I have some troubles using python and RDataFrame. Here a simple example:

import ROOT

def fill_tree(treeName, fileName):
    df = ROOT.RDataFrame(50)
    df.Define("b1", "(double) rdfentry_")\
      .Define("b2", "(int) rdfentry_ * rdfentry_").Snapshot(treeName, fileName)

fileName = 'test.root'
treeName = 'myTree'
fill_tree(treeName, fileName)
d = ROOT.RDataFrame(treeName, fileName)

ROOT.gInterpreter.ProcessLine('''
class FoldedBinner{
public:
  FoldedBinner(const TAxis& axis1, const TAxis& axis2)
  : m_axis1(axis1), m_axis2(axis2) { }
  int operator()(double x, double y)
  {
    const auto bin1 = m_axis1.FindBin(x);
    const auto bin2 = m_axis2.FindBin(y);
    return bin1 * (m_axis1.GetNbins() + 1) + bin2;
  }
private:
  TAxis m_axis1, m_axis2;
};

FoldedBinner binner_cpp(TAxis(100, 0, 100), TAxis(100, 0, 100));
''')

binner = ROOT.FoldedBinner(ROOT.TAxis(100, 0, 100), ROOT.TAxis(100, 0, 100))

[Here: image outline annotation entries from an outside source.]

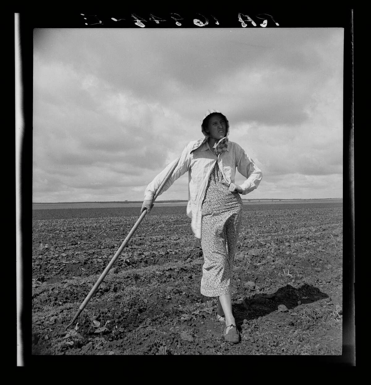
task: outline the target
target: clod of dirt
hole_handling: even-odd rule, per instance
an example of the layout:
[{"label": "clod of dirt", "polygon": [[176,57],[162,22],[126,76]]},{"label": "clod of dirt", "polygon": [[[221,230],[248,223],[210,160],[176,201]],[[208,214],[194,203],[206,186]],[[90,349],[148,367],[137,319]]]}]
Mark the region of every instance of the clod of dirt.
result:
[{"label": "clod of dirt", "polygon": [[255,287],[255,282],[253,282],[251,281],[248,281],[244,284],[245,287],[248,288],[249,289],[253,289]]},{"label": "clod of dirt", "polygon": [[180,338],[184,341],[188,341],[188,342],[193,342],[194,340],[190,333],[187,331],[182,331],[180,333]]}]

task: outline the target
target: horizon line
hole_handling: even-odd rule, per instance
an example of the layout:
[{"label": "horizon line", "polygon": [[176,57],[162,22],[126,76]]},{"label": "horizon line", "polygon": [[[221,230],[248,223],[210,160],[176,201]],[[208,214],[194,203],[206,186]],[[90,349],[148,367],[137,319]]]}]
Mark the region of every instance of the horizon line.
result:
[{"label": "horizon line", "polygon": [[[243,201],[317,201],[330,199],[341,199],[342,197],[335,198],[254,198],[248,199],[242,198]],[[156,201],[157,203],[170,202],[188,202],[187,199],[168,199],[163,201]],[[53,204],[56,203],[143,203],[143,201],[79,201],[76,202],[33,202],[33,204]]]}]

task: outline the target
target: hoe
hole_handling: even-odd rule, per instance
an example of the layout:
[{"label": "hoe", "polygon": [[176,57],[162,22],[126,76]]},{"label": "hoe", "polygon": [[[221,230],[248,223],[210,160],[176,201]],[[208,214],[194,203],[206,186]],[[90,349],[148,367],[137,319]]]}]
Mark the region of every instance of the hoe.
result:
[{"label": "hoe", "polygon": [[[178,162],[179,161],[179,158],[178,158],[178,159],[175,162],[174,165],[171,167],[171,169],[169,171],[169,172],[166,174],[166,176],[165,177],[165,179],[162,182],[160,185],[157,191],[156,192],[156,194],[155,194],[153,197],[153,199],[152,200],[152,202],[155,201],[155,200],[157,198],[158,194],[161,192],[161,190],[162,189],[164,185],[168,181],[168,180],[170,177],[170,176],[172,174],[173,172],[175,169],[176,166],[178,165]],[[80,305],[80,307],[78,308],[78,310],[77,311],[76,314],[75,315],[75,316],[72,319],[72,321],[71,321],[71,323],[69,324],[66,327],[66,330],[67,330],[70,326],[76,321],[77,319],[77,317],[80,315],[80,313],[82,311],[84,310],[85,306],[86,306],[90,300],[90,298],[93,296],[94,293],[95,292],[96,289],[98,289],[99,285],[102,283],[102,281],[104,279],[105,277],[107,275],[108,271],[110,271],[111,268],[113,266],[113,264],[115,263],[117,258],[120,256],[120,254],[122,252],[123,249],[126,246],[128,242],[129,242],[130,238],[131,238],[131,236],[134,234],[135,230],[139,226],[140,224],[142,221],[144,217],[146,216],[147,214],[147,209],[145,209],[143,211],[143,213],[140,214],[140,216],[136,222],[135,222],[135,224],[131,228],[131,229],[130,231],[129,234],[128,234],[126,236],[126,238],[125,238],[124,241],[121,244],[121,246],[116,251],[116,254],[113,256],[112,259],[110,261],[110,263],[107,265],[107,267],[105,269],[104,271],[101,275],[100,276],[98,279],[98,280],[97,281],[95,284],[93,286],[92,288],[92,290],[90,291],[89,294],[87,296],[86,298],[84,300],[83,302]]]}]

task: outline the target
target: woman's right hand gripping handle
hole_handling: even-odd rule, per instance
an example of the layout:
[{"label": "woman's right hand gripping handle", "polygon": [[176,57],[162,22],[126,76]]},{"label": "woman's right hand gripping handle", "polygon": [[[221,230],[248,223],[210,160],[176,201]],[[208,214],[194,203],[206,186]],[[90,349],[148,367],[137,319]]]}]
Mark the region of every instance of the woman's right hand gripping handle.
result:
[{"label": "woman's right hand gripping handle", "polygon": [[152,200],[151,199],[145,199],[143,201],[143,204],[142,205],[142,208],[140,209],[140,213],[141,213],[143,212],[145,209],[147,209],[147,214],[149,214],[150,211],[151,211],[151,209],[153,207],[154,204],[152,203]]}]

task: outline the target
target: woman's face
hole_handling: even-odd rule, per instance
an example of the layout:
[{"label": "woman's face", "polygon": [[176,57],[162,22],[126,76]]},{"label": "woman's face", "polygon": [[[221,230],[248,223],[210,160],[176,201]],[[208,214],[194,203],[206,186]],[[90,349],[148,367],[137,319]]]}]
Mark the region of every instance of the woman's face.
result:
[{"label": "woman's face", "polygon": [[205,131],[216,140],[225,136],[227,132],[227,122],[220,114],[212,115],[209,119],[207,127]]}]

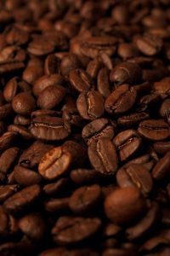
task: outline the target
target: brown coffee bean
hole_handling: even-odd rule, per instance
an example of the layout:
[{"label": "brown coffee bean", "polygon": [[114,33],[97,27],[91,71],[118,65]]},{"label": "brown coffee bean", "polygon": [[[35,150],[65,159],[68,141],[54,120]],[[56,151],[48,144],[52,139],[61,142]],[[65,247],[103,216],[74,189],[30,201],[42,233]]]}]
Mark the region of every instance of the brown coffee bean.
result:
[{"label": "brown coffee bean", "polygon": [[165,154],[170,151],[170,142],[156,142],[153,144],[154,149],[157,154]]},{"label": "brown coffee bean", "polygon": [[145,34],[136,39],[136,45],[139,51],[148,56],[153,56],[159,53],[162,47],[162,42],[158,37]]},{"label": "brown coffee bean", "polygon": [[133,108],[136,102],[136,90],[128,84],[122,84],[116,88],[106,98],[105,102],[105,110],[110,114],[121,114]]},{"label": "brown coffee bean", "polygon": [[36,108],[36,101],[28,92],[20,92],[12,101],[14,112],[20,114],[30,114]]},{"label": "brown coffee bean", "polygon": [[69,212],[69,197],[51,198],[45,201],[44,207],[48,212],[57,212],[61,215]]},{"label": "brown coffee bean", "polygon": [[136,187],[144,195],[148,195],[153,189],[153,181],[149,171],[138,164],[130,164],[119,169],[116,181],[121,188]]},{"label": "brown coffee bean", "polygon": [[19,185],[4,185],[0,186],[0,202],[3,202],[13,194],[17,192],[19,189]]},{"label": "brown coffee bean", "polygon": [[46,224],[38,212],[25,215],[19,220],[19,228],[30,239],[40,241],[45,235]]},{"label": "brown coffee bean", "polygon": [[48,55],[44,61],[44,73],[52,75],[59,73],[60,60],[55,55]]},{"label": "brown coffee bean", "polygon": [[146,203],[135,188],[122,188],[110,193],[105,201],[106,216],[117,224],[130,224],[144,215]]},{"label": "brown coffee bean", "polygon": [[29,186],[7,199],[3,203],[3,207],[8,213],[19,213],[36,202],[40,194],[41,188],[39,185]]},{"label": "brown coffee bean", "polygon": [[117,39],[112,37],[96,37],[86,38],[81,44],[81,52],[92,59],[105,52],[112,55],[116,51]]},{"label": "brown coffee bean", "polygon": [[105,97],[110,94],[110,84],[109,80],[109,71],[106,67],[99,70],[97,78],[97,88],[99,92]]},{"label": "brown coffee bean", "polygon": [[138,131],[142,137],[152,141],[164,140],[170,136],[169,125],[162,119],[142,121]]},{"label": "brown coffee bean", "polygon": [[82,137],[88,145],[101,137],[112,139],[114,135],[115,131],[111,121],[104,118],[88,123],[82,131]]},{"label": "brown coffee bean", "polygon": [[150,118],[150,115],[146,112],[133,113],[128,115],[124,115],[117,119],[117,123],[120,126],[125,128],[132,128],[140,123],[141,121]]},{"label": "brown coffee bean", "polygon": [[42,157],[53,148],[52,145],[44,144],[39,141],[35,142],[20,155],[20,166],[31,169],[35,168],[38,166]]},{"label": "brown coffee bean", "polygon": [[60,85],[49,85],[38,96],[37,105],[40,108],[52,109],[65,97],[66,90]]},{"label": "brown coffee bean", "polygon": [[160,218],[160,209],[157,203],[153,202],[145,216],[135,225],[127,229],[126,235],[128,240],[144,237],[156,224]]},{"label": "brown coffee bean", "polygon": [[8,148],[12,147],[18,139],[18,132],[16,131],[7,131],[0,137],[0,152],[3,152]]},{"label": "brown coffee bean", "polygon": [[94,87],[94,81],[83,69],[73,69],[69,73],[71,86],[78,92],[84,92]]},{"label": "brown coffee bean", "polygon": [[100,199],[101,189],[99,185],[84,186],[74,191],[70,198],[69,207],[76,214],[88,214],[95,210]]},{"label": "brown coffee bean", "polygon": [[69,179],[61,177],[57,182],[47,184],[43,187],[43,191],[49,196],[60,195],[69,187]]},{"label": "brown coffee bean", "polygon": [[156,180],[168,178],[170,167],[170,151],[168,151],[155,166],[152,176]]},{"label": "brown coffee bean", "polygon": [[112,69],[110,79],[116,86],[122,84],[138,84],[142,79],[142,70],[138,64],[122,62]]},{"label": "brown coffee bean", "polygon": [[88,146],[88,157],[94,169],[110,175],[118,167],[118,158],[115,145],[108,138],[100,138]]},{"label": "brown coffee bean", "polygon": [[14,178],[18,184],[23,187],[39,183],[42,180],[37,172],[20,166],[16,166],[14,169]]},{"label": "brown coffee bean", "polygon": [[100,225],[98,218],[60,217],[52,230],[52,236],[58,244],[75,244],[92,236]]},{"label": "brown coffee bean", "polygon": [[96,119],[104,113],[104,98],[96,90],[81,93],[76,101],[76,108],[84,119]]},{"label": "brown coffee bean", "polygon": [[41,76],[37,80],[35,81],[32,88],[33,94],[36,96],[38,96],[40,93],[48,86],[59,86],[64,85],[65,80],[61,75],[51,74],[51,75],[44,75]]},{"label": "brown coffee bean", "polygon": [[123,161],[139,150],[142,140],[136,131],[126,130],[118,133],[113,143],[119,153],[120,160]]},{"label": "brown coffee bean", "polygon": [[54,180],[67,172],[72,161],[72,155],[68,150],[62,147],[54,148],[42,158],[38,172],[43,178]]},{"label": "brown coffee bean", "polygon": [[48,142],[66,138],[71,133],[71,127],[61,118],[39,116],[32,119],[30,131],[36,138]]}]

d.Define("folded_cpp", "binner_cpp(b1, b2)")
d.Define("folded", binner, ('b1', 'b2'))

I don’t like the solution in the last but one line, since I need to define the TAxis in the c++ side which is tedious and I need to pass floating point values as strings (I have unregular binning).

I would like to use a lambda with capture instead of a functor but ProcessLine fails.

The last line fails:

TypeError: can not resolve method template call for ‘Define’


Please read tips for efficient and successful posting and posting code

ROOT Version: 6.18/04
Platform: Fedora
Compiler: gcc 9.2.1


Hi @wiso,
this problem is fixed with new PyROOT (was “experimental PyROOT”): current master and the upcoming v6.22 happily run your reproducer without errors.

In v6.18 you need the following workaround:

cols = ROOT.std.vector('std::string')()                                                                                 
cols.push_back('b1')                                                                                                    
cols.push_back('b2')                                                                                                    
d.Define("folded", binner, cols)           

I think the relevant jira ticket is https://sft.its.cern.ch/jira/browse/ROOT-10547

Cheers,
Enrico

Perfect, from the reference was not clear that ColumnNames_t can be from a std::vector<std::string>

ColumnNames_t is just an alias for std::vector<std::string>, but I see now that due to too many levels of indirection doxygen completely hides this fact. I’ll see what can be done about this.

This topic was automatically closed 14 days after the last reply. New replies are no longer allowed.